US LCC JetBlue Airways is looking to team up with other players throughout the travel journey to offer a joint platform for innovation tests. JetBlue would use the network as an extended test platform for the startup projects that it is backing, to give them wider reach and exposure to the industry.

“We are looking partner with airports, airlines, hotels, ground transport providers to form a block of companies, to use as a broad group of partners for proof of concepts,” JetBlue Technology Ventures managing director Raj Singh said, speaking at Future Travel Experience Europe in Dublin.

He said aviation has failed to keep pace with innovation and push boundaries, compared with technology giants like Google and Facebook. To catch up, airlines are investing in startups, because they see that not everything can be achieved internally.

New York-based JetBlue itself has taken a venture capital approach, investing in projects that fit its business needs. “This has been going for two years. We can’t definitively say it’s the right strategy, but it’s the one we’re pursuing.”

Singh said JetBlue takes two approaches to its investments. For short-term projects, within the next 18 months, the airline works closely with its business units to identify problems and then goes out to find startups with relevant solutions.
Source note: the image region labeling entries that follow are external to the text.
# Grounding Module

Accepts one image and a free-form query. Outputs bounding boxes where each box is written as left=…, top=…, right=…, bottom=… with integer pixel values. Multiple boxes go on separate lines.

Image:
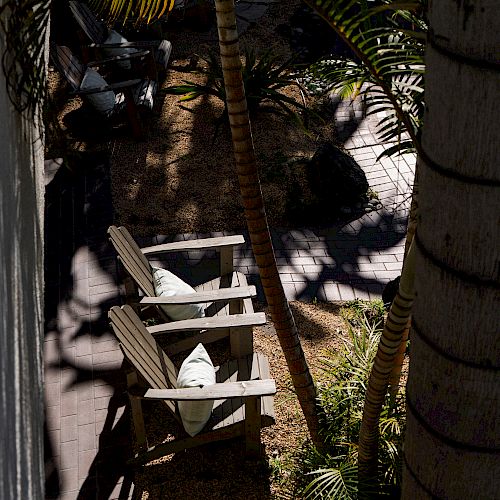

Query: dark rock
left=307, top=143, right=368, bottom=208
left=382, top=276, right=401, bottom=310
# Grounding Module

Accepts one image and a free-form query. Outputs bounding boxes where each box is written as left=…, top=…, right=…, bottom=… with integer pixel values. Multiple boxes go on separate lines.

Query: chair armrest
left=70, top=78, right=141, bottom=95
left=87, top=50, right=149, bottom=68
left=133, top=379, right=276, bottom=401
left=87, top=40, right=161, bottom=49
left=147, top=313, right=266, bottom=335
left=141, top=234, right=245, bottom=255
left=139, top=285, right=257, bottom=305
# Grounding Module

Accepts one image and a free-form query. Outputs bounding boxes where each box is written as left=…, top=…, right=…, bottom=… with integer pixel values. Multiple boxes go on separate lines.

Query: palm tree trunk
left=215, top=0, right=321, bottom=446
left=358, top=245, right=415, bottom=485
left=389, top=317, right=411, bottom=408
left=403, top=0, right=500, bottom=499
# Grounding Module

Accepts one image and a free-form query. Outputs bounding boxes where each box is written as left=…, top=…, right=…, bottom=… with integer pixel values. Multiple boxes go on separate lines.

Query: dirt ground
left=47, top=0, right=376, bottom=500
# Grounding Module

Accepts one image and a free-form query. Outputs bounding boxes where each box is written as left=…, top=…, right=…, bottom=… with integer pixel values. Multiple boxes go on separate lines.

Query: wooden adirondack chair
left=50, top=43, right=158, bottom=138
left=69, top=0, right=172, bottom=74
left=108, top=226, right=266, bottom=357
left=109, top=305, right=276, bottom=465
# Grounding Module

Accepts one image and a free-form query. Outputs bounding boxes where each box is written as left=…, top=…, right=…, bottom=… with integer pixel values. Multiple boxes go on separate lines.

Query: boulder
left=307, top=143, right=369, bottom=210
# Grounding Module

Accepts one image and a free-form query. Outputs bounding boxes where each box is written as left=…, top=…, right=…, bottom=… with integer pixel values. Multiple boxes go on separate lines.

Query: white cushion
left=177, top=344, right=215, bottom=436
left=153, top=267, right=205, bottom=321
left=103, top=30, right=138, bottom=69
left=80, top=68, right=115, bottom=115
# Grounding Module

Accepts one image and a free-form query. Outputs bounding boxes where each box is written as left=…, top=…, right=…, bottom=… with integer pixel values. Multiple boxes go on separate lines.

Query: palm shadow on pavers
left=44, top=153, right=129, bottom=498
left=273, top=211, right=406, bottom=301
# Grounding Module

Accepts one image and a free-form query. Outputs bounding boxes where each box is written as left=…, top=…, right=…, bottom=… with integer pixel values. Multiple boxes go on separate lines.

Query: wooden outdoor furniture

“For those short-term problems, it is very much driven by the needs of the business units. We have a very robust discuss about what is needed. Is it a [bandage], or something longer term? We have a lot of [bandages] and that don’t help for the future,” he said.

“For longer-term, we don’t necessarily go to the business unit and look for their blessing, because their focus is immediate operations. Our goal for longer term is to give strategic options. We have a foothold. Most of them will be wrong, but if one or two are right, it will deliver benefits.”

Returning to JetBlue’s search for a network of proof-of-concept partners, Singh said cooperation will be key.

“If there isn’t [cooperation], our industry will be reduced to the lowest common denominator of literally being carriers; someone else will get the value,” he said. “If we collectively can’t improve what we’re doing, someone else will do the job for us.”